The Orange County Employees Association sent a letter to acting Chief Executive Officer Frank Kim Earlier this month, citing growing fears of workers following an attack on one county employee and a threat of rape.
The letter was prompted by the county’s announcement it would install metal detectors in the county board’s meeting room, starting March 3.
“While we appreciate efforts to protect the public, members of the Board of Supervisors, and staff who attend meetings there, we are concerned about the contrasting lack of demonstrated concern for the safety of our county employees who work in and around the rest of the Civic Center area,” wrote Jennifer Muir, assistant general manager of the union.
Muir told City News Service about a meeting Friday with county officials on the issue that has some employees so worried they are taking advantage of escorts from sheriff’s deputies to their car from 6:30 p.m. to 10 p.m.
“I’m encouraged we’re all going to sit down and talk about all this stuff, but up to this point it’s been hit or miss,” Muir said.
“One of our biggest concerns we’ve had is the lack of communication about the safety risks outside the Hall of Administration.”
Muir said she would like some sort of crime blotter offered to employees that informed them of incidents around the Hall of Administration and it’s neighboring Hall of Records in Santa Ana.
Kim sent a memo to employees on Thursday listing a crime blotter for employees as one of the items that will be offered to soothe concerns.
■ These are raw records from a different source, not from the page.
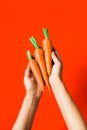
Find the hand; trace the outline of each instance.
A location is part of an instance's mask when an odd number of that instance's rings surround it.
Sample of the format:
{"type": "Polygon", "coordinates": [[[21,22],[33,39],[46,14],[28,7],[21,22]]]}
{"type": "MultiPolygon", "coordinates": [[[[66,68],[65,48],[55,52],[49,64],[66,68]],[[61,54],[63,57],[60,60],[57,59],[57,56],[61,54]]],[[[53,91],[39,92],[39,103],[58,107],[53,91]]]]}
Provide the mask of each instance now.
{"type": "Polygon", "coordinates": [[[61,58],[56,50],[52,52],[52,60],[53,60],[53,67],[52,73],[49,77],[49,82],[53,86],[55,84],[55,80],[62,79],[62,61],[61,58]]]}
{"type": "Polygon", "coordinates": [[[41,87],[36,82],[34,75],[29,68],[29,65],[26,68],[24,76],[24,85],[26,88],[26,93],[32,94],[33,96],[40,97],[42,95],[41,87]]]}

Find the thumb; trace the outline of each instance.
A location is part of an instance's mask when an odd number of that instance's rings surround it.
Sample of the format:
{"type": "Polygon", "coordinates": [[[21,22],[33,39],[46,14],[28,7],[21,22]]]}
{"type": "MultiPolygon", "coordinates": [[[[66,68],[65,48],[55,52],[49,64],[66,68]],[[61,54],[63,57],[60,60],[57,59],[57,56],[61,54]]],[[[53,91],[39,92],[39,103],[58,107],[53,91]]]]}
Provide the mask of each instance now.
{"type": "Polygon", "coordinates": [[[58,58],[55,55],[54,51],[52,52],[52,60],[53,60],[54,64],[58,63],[58,58]]]}

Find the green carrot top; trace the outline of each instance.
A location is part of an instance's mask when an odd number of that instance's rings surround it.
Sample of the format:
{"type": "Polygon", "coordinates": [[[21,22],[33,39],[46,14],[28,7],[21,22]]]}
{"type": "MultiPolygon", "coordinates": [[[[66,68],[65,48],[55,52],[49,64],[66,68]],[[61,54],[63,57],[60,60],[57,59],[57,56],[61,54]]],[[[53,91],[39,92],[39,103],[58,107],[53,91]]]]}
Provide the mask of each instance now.
{"type": "Polygon", "coordinates": [[[48,28],[43,28],[43,33],[44,33],[45,38],[49,38],[48,28]]]}
{"type": "Polygon", "coordinates": [[[39,48],[38,43],[37,43],[35,37],[32,36],[32,37],[29,38],[29,40],[31,41],[31,43],[34,45],[34,47],[35,47],[36,49],[39,48]]]}
{"type": "Polygon", "coordinates": [[[32,56],[31,56],[31,53],[30,53],[29,50],[26,52],[26,55],[27,55],[27,57],[28,57],[29,60],[32,60],[32,56]]]}

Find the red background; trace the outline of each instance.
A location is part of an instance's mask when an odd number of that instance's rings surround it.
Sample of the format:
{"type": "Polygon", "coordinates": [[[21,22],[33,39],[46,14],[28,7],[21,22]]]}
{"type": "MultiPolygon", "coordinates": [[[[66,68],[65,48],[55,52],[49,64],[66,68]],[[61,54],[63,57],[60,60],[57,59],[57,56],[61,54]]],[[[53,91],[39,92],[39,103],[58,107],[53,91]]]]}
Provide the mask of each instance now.
{"type": "MultiPolygon", "coordinates": [[[[39,44],[48,27],[59,51],[63,79],[87,121],[87,1],[44,0],[2,1],[0,3],[0,130],[10,130],[25,96],[26,50],[39,44]]],[[[46,91],[40,101],[32,130],[67,130],[54,96],[46,91]]]]}

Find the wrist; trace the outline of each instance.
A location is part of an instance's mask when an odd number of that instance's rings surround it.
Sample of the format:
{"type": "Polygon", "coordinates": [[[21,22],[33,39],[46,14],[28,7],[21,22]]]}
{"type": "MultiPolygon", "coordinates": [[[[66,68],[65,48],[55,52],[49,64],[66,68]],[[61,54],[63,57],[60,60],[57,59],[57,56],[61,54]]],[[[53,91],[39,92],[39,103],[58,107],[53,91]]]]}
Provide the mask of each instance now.
{"type": "Polygon", "coordinates": [[[34,93],[29,93],[26,92],[23,104],[26,105],[33,105],[33,104],[37,104],[39,102],[40,98],[37,97],[34,93]]]}
{"type": "Polygon", "coordinates": [[[63,80],[59,76],[51,76],[50,77],[50,84],[52,87],[58,86],[62,82],[63,82],[63,80]]]}

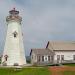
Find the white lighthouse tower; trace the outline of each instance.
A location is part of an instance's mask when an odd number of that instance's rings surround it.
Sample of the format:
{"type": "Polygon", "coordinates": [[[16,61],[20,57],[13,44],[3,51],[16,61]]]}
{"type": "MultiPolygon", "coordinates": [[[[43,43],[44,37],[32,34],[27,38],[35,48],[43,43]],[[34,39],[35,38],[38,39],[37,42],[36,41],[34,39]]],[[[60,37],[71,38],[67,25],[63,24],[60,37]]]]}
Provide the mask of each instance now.
{"type": "Polygon", "coordinates": [[[2,65],[24,65],[26,64],[23,35],[21,32],[22,18],[15,8],[9,11],[6,17],[7,36],[2,57],[2,65]]]}

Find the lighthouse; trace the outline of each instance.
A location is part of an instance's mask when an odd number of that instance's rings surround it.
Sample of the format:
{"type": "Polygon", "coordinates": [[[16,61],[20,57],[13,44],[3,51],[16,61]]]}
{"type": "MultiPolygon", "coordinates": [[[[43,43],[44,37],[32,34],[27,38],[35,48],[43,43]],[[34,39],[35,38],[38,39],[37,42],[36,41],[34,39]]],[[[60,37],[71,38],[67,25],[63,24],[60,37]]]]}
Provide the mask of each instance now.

County officials will also look at increasing maintenance around the buildings to wash down the pavement and pick up trash.
Self-defense training is also being offered.
“I am doing everything I can to protect our employees and make them feel safe,” Orange County Board Chairman Todd Spitzer said. “We will and are doing everything in our power to make sure our employees are safe in their workplace environment.”
Part of the problem is the government buildings are a destination for many of the homeless because religious and nonprofit organizations offer free meals to them there, Spitzer said.
The county has also had trouble creating a long-term shelter for the area’s transients. Last year, a plan to establish one in an industrial area of Santa Ana imploded when Santa Ana City Council members, who had greenlighted the project, reversed themselves under public pressure from neighbors who opposed it.
Spitzer said he is seeking information from Santa Ana police on how much it is costing to have eight officers patrolling the area.
“We have a serious problem because we have not addressed the heart of the matter, the root of the matter,” which is helping the homeless find shelter, Spitzer said.
Supervisor Lisa Bartlett said she considers employee safety a “top priority” and will “continue to work with (Kim) to make sure everything possible is being done to keep our county employees safe from harm.”